Shortlisted for the HWA Goldsboro Debut Crown

Eden Gardens, Calcutta, the 1940s. In a ramshackle house, streets away from the grand colonial mansions of the British, live Maisy, her Mam and their ayah, Pushpa.

Whiskey-fuelled and poverty-stricken, Mam entertains officers in the night - a disgrace to British India. All hopes are on beautiful Maisy to restore their good fortune.

But Maisy's more at home in the city's forbidden alleyways, eating bazaar food and speaking Bengali with Pushpa, than dancing in glittering ballrooms with potential husbands.

Then one day Maisy's tutor falls ill. His son stands in. Poetic, handsome and ambitious for an independent India, Sunil Banerjee promises Maisy the world.

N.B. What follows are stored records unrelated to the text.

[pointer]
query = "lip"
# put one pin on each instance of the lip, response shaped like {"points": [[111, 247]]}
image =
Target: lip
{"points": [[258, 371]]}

So begins a love affair that will cast her future, for better and for worse. Just as the Second World War strikes and the empire begins to crumble...

This is the other side of British India. A dizzying, scandalous, dangerous world, where race, class and gender divide and rule.

Louise Brown has lived in Nepal and travelled extensively in India, sparking her enduring love of South Asia. She was a Senior Lecturer in Sociology and Asian Studies at the University of Birmingham, where she worked for nearly twenty years. In research for her critically acclaimed non-fiction books she's witnessed revolutions and even stayed in a Lahore brothel with a family of traditional courtesans.

Louise has three grown-up children and lives in Birmingham.